En los tiempos oscuros de la dictadura, Caacupé era una de las pocas esperanzas de respirar el oxígeno de la libertad tras un año de abusos, clausuras, detenciones arbitrarias, exilios… Se esperaba con gran expectativa el mensaje central de la misa del 8 de diciembre, mientras se bebían casi clandestinamente las encendidas homilías del novenario.
Libertad, respeto a los derechos humanos, juego limpio en las urnas, recambio de dirigencias encallecidas en el poder eran las demandas más repetidas. La corrupción quedaba en un segundo plano, difuminada por un esquema totalitario que lo copaba todo.
Caído el régimen, recuperadas las libertades y agotadas las mieles de la transición, la corrupción, terminando de sacudirse los escombros de la dictadura, empezó a mostrar sus mil y una facetas. La reconstrucción institucional encaminada por la Constitución de 1992 puso de pie a la República y abrió ventanas de esperanza. Transcurridos 33 años de aquel momento inaugural, hay una sensación de desgaste porque las respuestas que se esperaban desde el amanecer de la democracia tardan en llegar, se tornan esquivas, parecen transformarse en otra cosa por el camino. Surgen nuevas amenazas, nuevas acechanzas, por ejemplo, contra la libertad de prensa.
Durante la dictadura, oponerse al régimen y denunciar la existencia de presos políticos garantizaba una respuesta contundente: cárcel, juicio arbitrario o exilio.
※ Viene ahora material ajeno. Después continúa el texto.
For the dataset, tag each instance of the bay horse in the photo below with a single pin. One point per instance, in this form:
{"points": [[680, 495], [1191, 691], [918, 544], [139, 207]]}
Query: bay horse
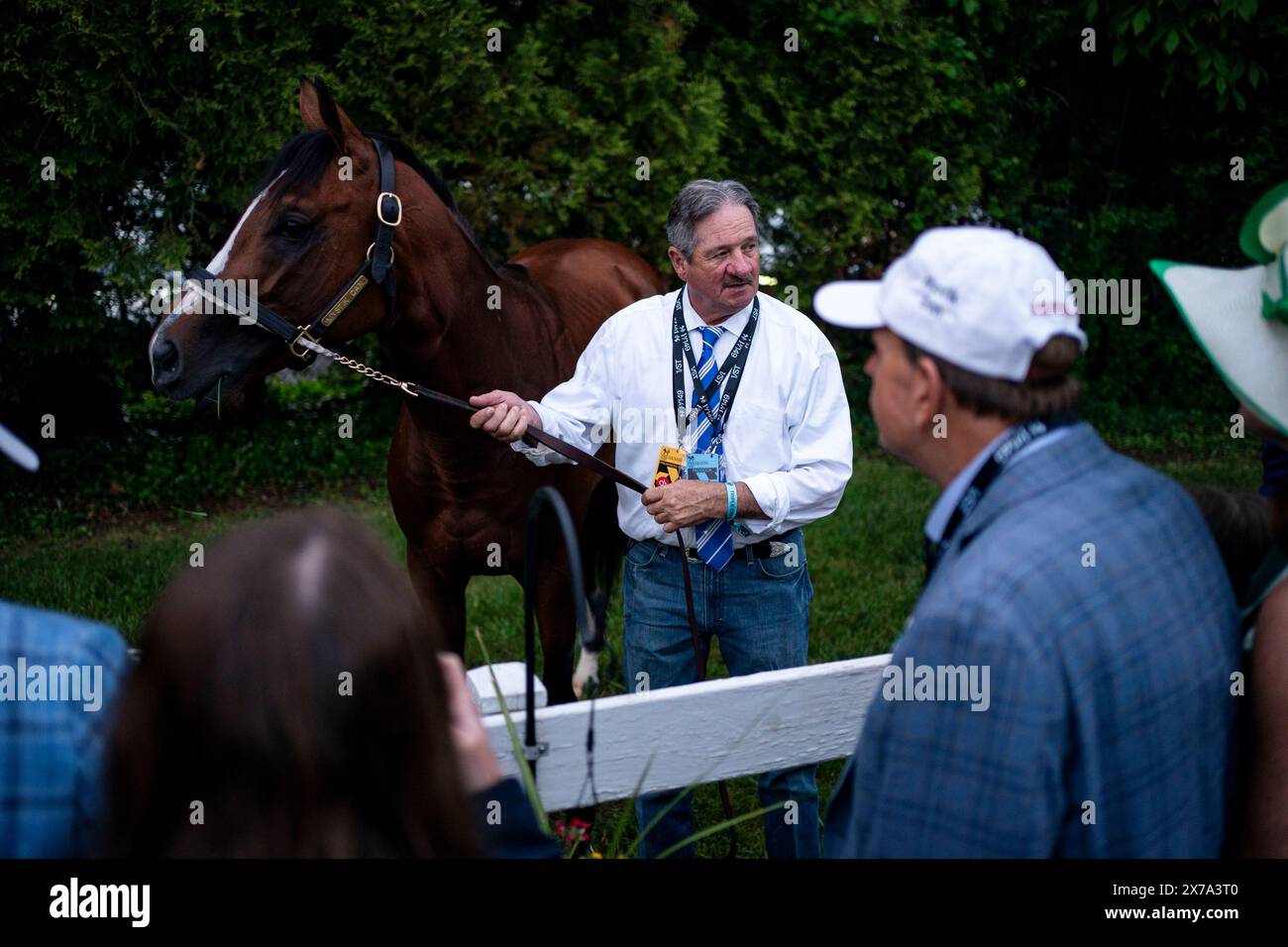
{"points": [[459, 496]]}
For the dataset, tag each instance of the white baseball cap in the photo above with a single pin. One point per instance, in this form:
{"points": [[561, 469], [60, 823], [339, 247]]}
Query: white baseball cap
{"points": [[17, 451], [1240, 316], [978, 296]]}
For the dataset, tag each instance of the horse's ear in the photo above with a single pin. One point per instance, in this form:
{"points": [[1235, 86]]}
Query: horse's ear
{"points": [[320, 111]]}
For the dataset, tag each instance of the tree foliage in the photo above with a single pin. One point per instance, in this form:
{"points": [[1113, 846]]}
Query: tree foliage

Y en no pocos casos, desaparición.
Ahora, en democracia, investigar actos de defraudación pública, enriquecimiento ilícito o vínculos con el crimen organizado también tiene dos salidas: asesinato por encargo o juicio penal alegando difamación, calumnia, injuria, etc.
La maquinaria estronista de sojuzgar no mandaba mensajes, actuaba.
La maquinaria de corrupción de hoy es experta en amenazar, extorsionar y enjuiciar a medios y periodistas amparada en una legislación que equipara una investigación periodística rigurosa con una reyerta de futbolito entre solteros y casados.
Los enclaves de corrupción son tremendamente poderosos y con raíces que se hunden profundamente en el cuerpo social. Se ríen de una justicia timorata, de controles tibios y espantadizos. Sólo le temen a una cosa: un periodismo decidido a investigar y a sacar a la luz todo el pus acumulado.
El gran compromiso de la política decente es consolidar la libertad de prensa y librarla de las acechanzas que intentan llenarla de mordazas. Son otros tiempos y necesitamos otras leyes.